Troubleshooting
Problem Checklist
We often encounter users reporting similar kinds of problems. Below is a checklist to help you track them down more easily.
First some general information you’ll need:
Command | |
---|---|
Hypervisor IP | ifconfig |
Zone IP | ifconfig |
Chunter Version | cat /opt/chunter/etc/chunter.version |
Sniffle Version | pkgin list | grep sniffle |
Howl Version | pkgin list | grep howl |
Snarl Version | pkgin list | grep snarl |
All troubleshooting items below will be marked with a Legend/abbreviation which tells you in which environment or zone you should run the troubleshooting commands from:
Abbreviation | Run location |
---|---|
GZ | Global Zone (Hypervisor / Server itself) |
FZ | FiFo Zone |
LZ | LeoFS Zone |
DZ | DalmatinerDB Zone |
TZ | Tachyon Zone |
CC | Client Command (any client) |
Zone Abbreviations
In certain circumstances you may be running multiple services in the same zone - if that is the case the abbreviation simply means run this command in the Zone where the service/s are running.
User Interface - problems
If you have UI related problems please first attempt to clear your web browser cookies.
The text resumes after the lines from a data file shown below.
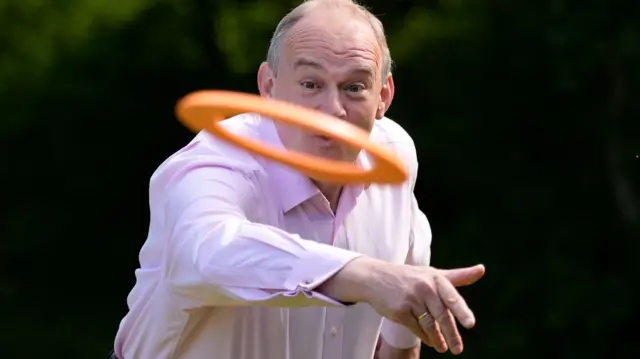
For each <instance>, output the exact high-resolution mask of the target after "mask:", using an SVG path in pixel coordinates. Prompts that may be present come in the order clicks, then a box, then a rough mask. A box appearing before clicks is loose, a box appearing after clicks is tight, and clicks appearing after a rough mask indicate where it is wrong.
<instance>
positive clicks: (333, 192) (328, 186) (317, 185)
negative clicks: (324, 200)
mask: <svg viewBox="0 0 640 359" xmlns="http://www.w3.org/2000/svg"><path fill="white" fill-rule="evenodd" d="M314 183H315V184H316V186H318V189H319V190H320V193H322V195H324V197H325V198H326V199H327V201H329V206H330V207H331V210H332V211H333V212H334V213H335V212H336V210H337V209H338V201H339V200H340V193H341V192H342V186H341V185H338V184H335V183H324V182H316V181H314Z"/></svg>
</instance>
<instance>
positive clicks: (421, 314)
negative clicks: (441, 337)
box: [418, 312, 429, 322]
mask: <svg viewBox="0 0 640 359" xmlns="http://www.w3.org/2000/svg"><path fill="white" fill-rule="evenodd" d="M427 317H429V312H424V313H422V314H420V315H419V316H418V321H419V322H421V321H422V319H424V318H427Z"/></svg>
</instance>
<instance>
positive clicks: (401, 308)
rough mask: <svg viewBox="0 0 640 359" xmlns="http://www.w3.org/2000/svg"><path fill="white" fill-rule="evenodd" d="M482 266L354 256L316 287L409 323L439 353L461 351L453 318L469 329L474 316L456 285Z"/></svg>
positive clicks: (461, 351)
mask: <svg viewBox="0 0 640 359" xmlns="http://www.w3.org/2000/svg"><path fill="white" fill-rule="evenodd" d="M484 273H485V268H484V266H483V265H476V266H473V267H467V268H459V269H450V270H441V269H436V268H433V267H416V266H410V265H397V264H391V263H387V262H384V261H379V260H376V259H371V258H366V257H361V258H357V259H354V260H353V261H351V262H350V263H349V264H347V265H346V266H345V267H344V268H343V269H342V270H341V271H339V272H338V273H337V274H336V275H334V276H333V277H332V278H331V279H329V280H328V281H326V282H325V283H324V284H323V285H322V286H321V287H320V288H318V290H319V291H320V292H322V293H324V294H325V295H328V296H329V297H332V298H334V299H337V300H341V301H345V302H367V303H369V305H371V307H372V308H373V309H375V310H376V311H377V312H378V314H380V315H381V316H383V317H385V318H389V319H390V320H393V321H394V322H397V323H399V324H401V325H404V326H405V327H407V328H409V330H411V331H412V332H413V333H414V334H415V335H416V336H418V337H419V338H420V339H421V340H422V341H423V342H424V343H425V344H427V345H429V346H431V347H433V348H434V349H436V350H437V351H438V352H441V353H443V352H445V351H447V349H450V350H451V352H452V353H453V354H460V353H462V350H463V344H462V338H461V337H460V333H459V332H458V328H457V325H456V319H457V320H458V321H459V322H460V323H461V324H462V325H463V326H464V327H465V328H471V327H473V326H474V325H475V322H476V319H475V317H474V315H473V312H472V311H471V309H469V307H468V306H467V304H466V302H465V301H464V299H463V298H462V296H461V295H460V294H459V293H458V291H457V290H456V289H455V287H457V286H464V285H469V284H472V283H475V282H476V281H478V280H479V279H480V278H482V276H483V275H484Z"/></svg>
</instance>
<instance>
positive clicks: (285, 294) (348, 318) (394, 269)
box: [115, 0, 484, 359]
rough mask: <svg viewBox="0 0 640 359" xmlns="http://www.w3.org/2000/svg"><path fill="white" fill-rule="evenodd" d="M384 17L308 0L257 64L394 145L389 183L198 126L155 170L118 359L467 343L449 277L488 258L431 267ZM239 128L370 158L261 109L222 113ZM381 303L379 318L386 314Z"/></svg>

This resolves a lot of UI problems.
General Checks
(GZ) Is your FiFo Zone running?
$ vmadm list | grep fifo
cae70926-cdc8-430f-9138-e06ac596c3ad OS 512 running fifo
(FZ) Are all your processes running?
$ ps -afe | grep run_erl | grep -v grep
0000104 99374 1 0 08:39:13 ? 0:00 /opt/local/sniffle/erts-5.9.1/bin/run_erl -daemon /tmp/sniffle/ /var/log/sniffl
0000103 42238 1 0 06:55:02 ? 0:00 /opt/local/snarl/erts-5.9.1/bin/run_erl -daemon /tmp/snarl/ /var/log/snarl exec
0000106 56504 1 0 07:20:50 ? 0:00 /opt/local/howl/erts-5.9.1/bin/run_erl -daemon /tmp/howl /var/log/howl exec /op
(FZ) Services are going to maintenance
If you are using the release build make sure your CPU supports AVX, consult the manufacturers spec sheet for this.
To get additional information it is also possible to run the service manually using <service> console
for example sniffle console
and look at the output that will print out possible configuration errors and other debug information to the shell.
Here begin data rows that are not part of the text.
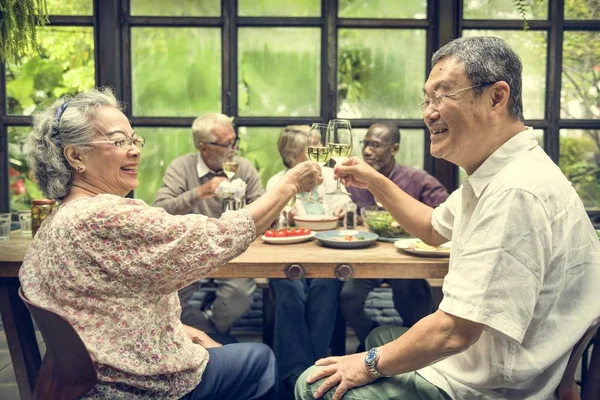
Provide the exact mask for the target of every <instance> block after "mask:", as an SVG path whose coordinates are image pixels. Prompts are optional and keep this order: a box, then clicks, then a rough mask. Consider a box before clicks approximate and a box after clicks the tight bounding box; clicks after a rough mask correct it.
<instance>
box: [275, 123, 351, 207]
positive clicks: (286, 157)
mask: <svg viewBox="0 0 600 400" xmlns="http://www.w3.org/2000/svg"><path fill="white" fill-rule="evenodd" d="M313 139H314V137H313ZM309 140H311V138H310V126H308V125H288V126H286V127H285V128H283V129H282V130H281V133H280V134H279V139H278V140H277V149H278V150H279V154H280V155H281V160H282V161H283V165H285V167H286V169H284V170H282V171H279V172H278V173H276V174H275V175H273V176H272V177H271V178H270V179H269V180H268V181H267V189H269V188H272V187H273V186H275V185H276V184H277V183H278V182H279V180H281V178H282V177H283V176H284V175H285V174H286V173H287V171H288V170H289V169H290V168H293V167H294V166H296V165H297V164H299V163H301V162H303V161H306V154H305V148H306V143H307V141H309ZM316 140H317V141H318V139H316ZM322 170H323V184H322V185H319V186H317V187H315V188H314V189H313V190H312V198H313V200H315V201H306V199H307V198H308V197H307V195H308V194H307V193H303V194H302V195H301V196H298V197H297V199H296V204H295V207H294V209H293V210H292V212H291V215H292V217H291V218H292V219H293V216H296V215H297V216H303V215H306V214H324V215H335V216H337V217H341V216H342V215H343V213H344V208H345V206H346V204H348V202H349V201H350V198H349V197H347V196H326V195H325V193H329V192H333V191H334V190H335V189H336V187H337V183H336V180H335V179H334V178H333V169H332V168H328V167H324V168H323V169H322ZM343 190H345V189H343Z"/></svg>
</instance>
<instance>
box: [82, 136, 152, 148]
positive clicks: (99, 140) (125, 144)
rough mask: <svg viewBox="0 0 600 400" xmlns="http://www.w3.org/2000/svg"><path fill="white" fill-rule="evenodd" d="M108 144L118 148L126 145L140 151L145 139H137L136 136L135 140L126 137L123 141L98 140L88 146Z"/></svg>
mask: <svg viewBox="0 0 600 400" xmlns="http://www.w3.org/2000/svg"><path fill="white" fill-rule="evenodd" d="M108 143H110V144H114V145H115V146H117V147H119V148H123V146H125V145H127V146H131V145H134V146H135V147H137V148H138V149H141V148H142V147H144V145H145V144H146V139H144V138H143V137H139V136H137V137H135V138H130V137H129V136H127V137H125V138H123V139H116V140H98V141H94V142H90V143H89V144H108Z"/></svg>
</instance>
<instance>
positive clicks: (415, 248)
mask: <svg viewBox="0 0 600 400" xmlns="http://www.w3.org/2000/svg"><path fill="white" fill-rule="evenodd" d="M419 241H422V240H421V239H415V238H411V239H400V240H398V241H396V242H394V247H395V248H397V249H398V250H402V251H405V252H407V253H410V254H415V255H418V256H427V257H449V256H450V248H451V246H452V242H446V243H444V244H442V245H440V246H438V248H437V249H417V248H414V246H415V244H416V243H417V242H419Z"/></svg>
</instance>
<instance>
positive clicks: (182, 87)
mask: <svg viewBox="0 0 600 400" xmlns="http://www.w3.org/2000/svg"><path fill="white" fill-rule="evenodd" d="M131 31H132V71H131V75H132V85H133V113H134V115H137V116H141V115H144V116H189V117H192V116H194V117H195V116H197V115H200V114H203V113H205V112H219V111H221V30H220V29H219V28H132V29H131Z"/></svg>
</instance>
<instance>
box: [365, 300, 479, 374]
mask: <svg viewBox="0 0 600 400" xmlns="http://www.w3.org/2000/svg"><path fill="white" fill-rule="evenodd" d="M482 331H483V325H481V324H478V323H475V322H472V321H468V320H464V319H461V318H457V317H454V316H452V315H450V314H446V313H444V312H443V311H441V310H438V311H436V312H435V313H433V314H431V315H429V316H427V317H425V318H423V319H422V320H420V321H419V322H417V323H416V324H415V325H414V326H413V327H412V328H411V329H409V330H408V332H406V333H405V334H404V335H402V336H401V337H399V338H398V339H396V340H395V341H393V342H391V343H387V344H385V345H383V346H381V348H380V350H381V351H380V358H379V362H378V363H377V369H378V370H379V372H381V373H382V374H384V375H397V374H402V373H406V372H410V371H416V370H418V369H420V368H424V367H426V366H428V365H431V364H433V363H435V362H437V361H440V360H442V359H444V358H447V357H449V356H452V355H454V354H458V353H461V352H463V351H465V350H466V349H467V348H469V347H470V346H471V345H472V344H473V343H475V342H476V341H477V340H478V339H479V336H480V335H481V332H482Z"/></svg>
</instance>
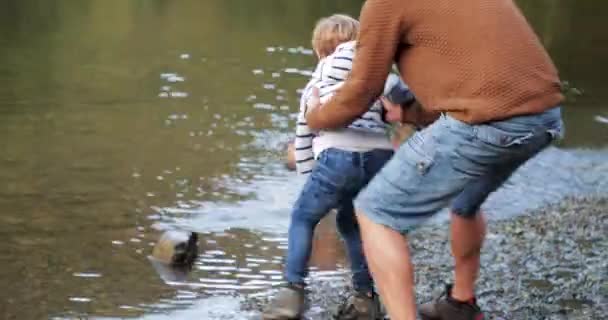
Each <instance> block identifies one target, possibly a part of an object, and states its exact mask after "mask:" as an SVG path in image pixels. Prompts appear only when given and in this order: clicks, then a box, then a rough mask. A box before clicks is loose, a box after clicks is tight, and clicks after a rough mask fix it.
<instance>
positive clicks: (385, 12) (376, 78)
mask: <svg viewBox="0 0 608 320" xmlns="http://www.w3.org/2000/svg"><path fill="white" fill-rule="evenodd" d="M401 1H403V0H367V2H366V3H365V5H364V6H363V9H362V10H361V19H360V20H361V29H360V30H361V31H360V32H359V38H358V39H357V53H356V57H355V58H354V61H353V68H352V72H351V74H350V76H349V77H348V78H347V80H346V82H345V83H344V85H343V86H342V88H341V90H339V91H338V92H337V93H336V95H335V96H334V97H333V98H332V99H330V101H329V102H327V103H326V104H325V105H324V106H323V108H315V109H313V110H310V111H309V112H308V114H307V120H308V125H309V126H310V127H311V128H313V129H336V128H340V127H344V126H346V125H348V124H349V123H351V122H352V121H353V120H355V119H356V118H357V117H359V116H360V115H362V114H363V113H365V112H366V111H367V110H368V107H369V105H370V104H371V103H372V102H373V101H374V100H375V99H376V98H377V97H378V96H379V95H380V94H381V93H382V91H383V88H384V82H385V80H386V78H387V76H388V73H389V71H390V70H391V66H392V63H393V59H394V56H395V53H396V51H397V46H398V45H399V42H400V41H401V38H402V23H403V22H402V20H403V19H402V18H403V14H402V12H401V11H400V10H397V8H403V4H402V3H401Z"/></svg>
(GZ) Are all your processes running?
$ ps -afe | grep run_erl | grep -v grep
root 48037 1 0 Dec 27 ? 0:00 /opt/chunter/erts-5.9.1/bin/run_erl -daemon /tmp/chunter /var/log/chunter exec
root 48033 1 0 Dec 27 ? 0:00 /opt/chunter/erts-5.9.1/bin/run_erl -daemon /tmp/fifo_zlogin /var/log/fifo_zlogin exec
(GZ) Is your Chunter services running?
$ svcs chunter fifo/zlogin
STATE STIME FMRI
online Jan_27 svc:/network/chunter:default
online Jan_27 svc:/fifo/zlogin:default
(GZ) Is there communication between your Global Zone and FiFo?
$ ping $FIFOZONEIP
192.168.0.126 is alive
(GZ) Does DNS reach your hypervisor?
might take ~2 minutes
$ snoop inet 224.0.0.251
172.16.234.10 -> 224.0.0.251 MDNS R _snarl._tcp.local. Internet PTR build._snarl._tcp.local.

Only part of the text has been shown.